“Lo sadar gak, Kumo?” tanya Dara dengan ekspresi masih penasaran
“Kalau lo mulai nanya kayak gitu, biasanya pertanyaan lanjutannya bikin gue pusing,” sahut Kumo sambil jungkir balik di atas tumpukan buku Dara.
“Lo beneran... dewa?” Dara duduk di lantai, memeluk lututnya. “Maksud gue, kenapa kayak gini bentuknya? Gue kira dewa itu tinggi, bercahaya, punya tongkat petir, atau minimal... ya, elegan lah ganteng kayak Lee Min Ho gitu. Hahahaha”
Kumo berhenti salto, lalu duduk santai sambil mengunyah marshmallow.

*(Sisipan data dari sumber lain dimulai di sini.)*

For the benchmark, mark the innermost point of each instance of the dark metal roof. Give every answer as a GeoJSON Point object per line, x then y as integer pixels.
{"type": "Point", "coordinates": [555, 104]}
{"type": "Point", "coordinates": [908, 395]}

“Gue dulu begitu. Tapi itu zaman manusia masih nyembah hujan. Sejak manusia lebih percaya ke algoritma, bentuk gue juga berubah. Ini hasil downgrade. Efek pensiun dini.”
“Pensiun dari dunia... ketuhanan?”
“Yap. Waktu terakhir, gue punya 1.000 pendoa aktif. Sekarang tinggal satu: lo.”
Dara menatapnya. “Gue gak pernah doa serius ke siapa pun.”
“Lo berharap,” jawab Kumo datar. “Dan kadang, harapan paling nyeleneh bisa nyambung ke dimensi tempat gue tinggal.”
---
Dara mencoba menjalani kuliah seperti biasa. Tapi tentu saja, ‘biasa’ sudah tidak berlaku ketika punya makhluk supranatural menyamar sebagai gantungan kunci di tasnya.
Kumo menempel di ritsleting tas dengan mode “boneka tidur”, dan sesekali berkomentar langsung di kepala Dara.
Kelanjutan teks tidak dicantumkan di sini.